Let's not forget this; the Broncos were on their own twenty. Realistically speaking they would have had to have moved the ball 50 damn yards to give their kicker any real hope of making the kick. In 31 seconds. Even with two time outs that is ridiculous. You're not going to do that without pushing the ball down field.

And that's pushing the ball down field against a defense that is ready and waiting, that knows you have no choice but to throw the ball deep, because screens and dump offs are not going to get you 50 yards in 30 seconds.

What was I saying earlier about a recipe for throwing an interception?
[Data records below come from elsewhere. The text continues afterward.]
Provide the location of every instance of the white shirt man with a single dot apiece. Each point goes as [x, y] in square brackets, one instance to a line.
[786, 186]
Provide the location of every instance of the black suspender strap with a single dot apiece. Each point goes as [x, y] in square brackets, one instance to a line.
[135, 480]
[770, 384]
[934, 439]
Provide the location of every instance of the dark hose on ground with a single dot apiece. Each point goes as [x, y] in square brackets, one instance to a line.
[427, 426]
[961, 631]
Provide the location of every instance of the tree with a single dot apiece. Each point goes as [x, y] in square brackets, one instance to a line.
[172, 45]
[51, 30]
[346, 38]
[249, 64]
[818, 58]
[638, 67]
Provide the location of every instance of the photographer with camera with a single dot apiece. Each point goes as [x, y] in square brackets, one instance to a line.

Sounds a lot like it to me. And if you give up the pick then in all likely hood you give up the touchdown, or at the very least hand the other team the field position they need to kick the winning field goal.

I give credit to Fox for a change (I'm gonna need a wash after this). He must have known that by taking the knee he would get chewed out by the fans and the press. But frankly given those circumstances, on that day, he made the best decision he could. 

I guaran-damn-tee you this as well, if he had said "right, we're going for it" and had tried to get the yards for the kick, and Manning had thrown a pick (or there was a fumble) then you know he would have been eaten alive even more voraciously than he has been already. People would be asking him why he didn't just take the knee and play for over time.

Now you could argue that maybe Fox could have tried one or two running plays, and I except that's a course of action that might have been considered, presenting as it does a lower risk of something going seriously wrong, but it would have been unlikely to get the yards needed and in all fairness wasn't really a viable alternative.

I think Fox made the right choice (for a change) and actually deserves some credit for making the best decision for his team under that set of circumstances, as opposed to being vilified because he didn't take the fantasy option that spreadsheet coaches are sure would have won him the game.

It just really annoys me when people talk about "oh this team has a 60% chance of winning when they do xyz, because that's how the league has averaged out over the last 8 years etc...".

Coaches don't get to play those sorts of averages. There is no such thing. Those results, those percentages you're talking about, the data that makes them up was generated by teams as widely different from each other as the Patriots to the Browns, the Steelers to the Chiefs, the 49ers to the Chargers. 

That is not a sound basis for making critical decisions in a game. Fox made the best decision he could, basically the only viable decision he could under the circumstances. People just need to deal with it.